Ein al-Beida (عين البيضا) is a Palestinian village of in the Tubas Governorate in the northeastern West Bank. It has a population of about 1,138.

==History==
Ceramics from the Byzantine era have been found here.

In the wake of the 1948 Arab–Israeli War, and after the 1949 Armistice Agreements, Ein al-Beida came under Jordanian rule.

Ein al-Beida was reestablished in 1952 by Arab farmers belonging to the Fuquha and Daraghmah families from nearby Tubas who owned farms in the area and decided to establish a village. The village is named after a large spring in the area, Ein al-Beida, which was once used to irrigate the neighboring land.

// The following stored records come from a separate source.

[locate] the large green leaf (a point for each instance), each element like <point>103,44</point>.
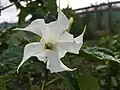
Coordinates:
<point>86,82</point>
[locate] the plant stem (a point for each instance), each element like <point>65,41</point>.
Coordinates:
<point>30,82</point>
<point>43,85</point>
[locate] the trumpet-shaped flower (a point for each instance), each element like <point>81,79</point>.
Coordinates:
<point>54,44</point>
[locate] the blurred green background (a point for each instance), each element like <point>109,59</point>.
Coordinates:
<point>97,63</point>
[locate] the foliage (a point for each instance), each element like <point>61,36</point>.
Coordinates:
<point>97,64</point>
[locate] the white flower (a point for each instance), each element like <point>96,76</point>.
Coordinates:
<point>54,44</point>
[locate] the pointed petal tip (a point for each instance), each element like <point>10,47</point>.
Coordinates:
<point>57,71</point>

In the 1961 Jordanian census Ein al-Beida's population was 573.

===Post 1967===
Since the Six-Day War in 1967, Ein al-Beida has been under Israeli occupation. The spring nearby which provided some of its farmers with irrigation dried up when the Israeli water company Mekorot drilled a well nearby in order to supply the Israeli settlement of Mehola with water.

Shortly after the 1967 war, some of their land was fenced off and afterwards used by the settlers of Mehola. While the Ein al-Beida inhabitants said they had documents proving that they owned the land, the Israeli settlers said it was owned absentee landlords. In 2026 it was documented that some products from Mehola was falsely exported as being made in Israel.

==Geography and climate==
Ein al-Beida is situated in a plain area on the eastern foothill of the Jordan Valley surrounded by hills and mountains. It is located 15 kilometers northeast of Tubas, bordered by the Jordan River to the east, Bardala to the west, the Green Line to the north and the Israeli settlement of Mehola to the south. The town's elevation is 166 meters below sea level.

The total jurisdiction of the village is 15,000 dunams, constituting 3% of the Tubas Governorate's land. Built-up area accounts for 480 dunams while 8,500 dunams are agricultural or cultivated lands.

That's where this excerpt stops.